On work/family balance and leaning in


Because baby update posts can get a little tiring...

Two of my truths these days:

I love my kids.
I miss work.

Recently I picked up two books from the library: Lean in: women, work, and the will to lead by Sheryl Sandberg and Overwhelmed: work, love, and play when no one has the time by Brigid Schulte. Note: when I'm looking for books I might like I always look at the "frequently purchased together" titles on Amazon.

Over the last year and a half, I feel like I finally achieved a decent work/family/life balance. It hasn't always been perfect but we definitely settled into a good routine. R and I have also grown in to better partners in shared parenting and housekeeping. With a third baby on the way I became even more interested in work/life balance and wondered about the challenges of adding just one more child to the mix with their own needs and demands. I feel like the odds are especially stacked against you if you have a "big" family as you are seen as tipping the scale toward trading off career for family life.
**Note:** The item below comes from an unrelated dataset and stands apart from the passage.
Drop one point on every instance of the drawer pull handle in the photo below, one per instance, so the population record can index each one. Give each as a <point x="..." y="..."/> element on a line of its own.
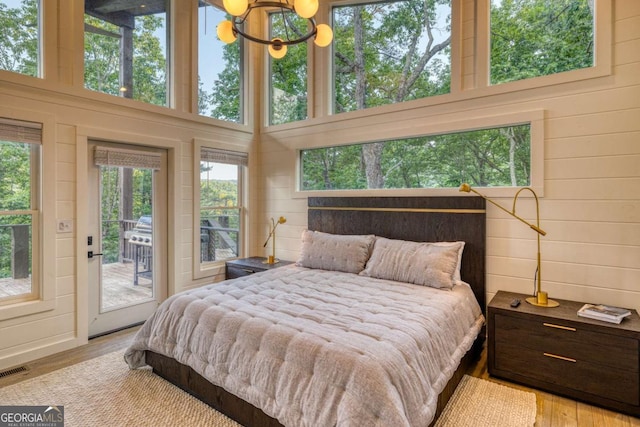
<point x="555" y="356"/>
<point x="566" y="328"/>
I really enjoyed Sandberg's book. I finished this book cover to cover in two days. The book focused a lot on her personal journey and experiences. A lot of her thoughts reinforced my own beliefs about shared parenting, etc. Her book is career-oriented and offers a prescription of dos and donts for building a successful career and balancing family life.  She highlights many ways that women unintentionally hold themselves back in the workforce. Some of these were eye openers and I recognized having played into them myself. A job recently came up that I had hummed and hawed about applying for since baby N was just born but I've decided to apply anyway. If I get an interview I can always try to negotiate a later starting date and work from there rather than not applying and possibly missing out on an opportunity.

The academic in me also enjoyed the research-heavy Schulte book, though I had a hard time getting through the first part on Work before more or less breezing through the parts on Love and Play. Schulte's book is all about how women (and even some men) feel overwhelmed with work/life responsibilities. In the Appendix at the end, she provides a good summary of all of the key takeaways from each of the areas of work, love, and play. Some of the things that stuck with me from this book are:

- Busyness is a choice. It is not a brag or an excuse. By saying you're busy you're actually saying I'm choosing something else.
- Women are super multi-taskers. But multi-tasking often leaves many loose ends rather than focusing productively on completing one task. Compartmentalize.
- Learn to embrace "good enough" and stop "maternal gatekeeping". Let others help and let them do it in their own way. You don't need to serve up a 3-course meal to have visitors. Keep it simple.
- Choose to be intentional. If you can't do everything with your kids, do the ones that matter most to them. In all likeliness they don't care who drops them off at soccer practice.
- The to-do list will always be never ending. Choose to do one extra thing each day. Park the items on a list - they'll still be there tomorrow.
- Make time to play.

Read any good books or blog posts on work/life balance lately?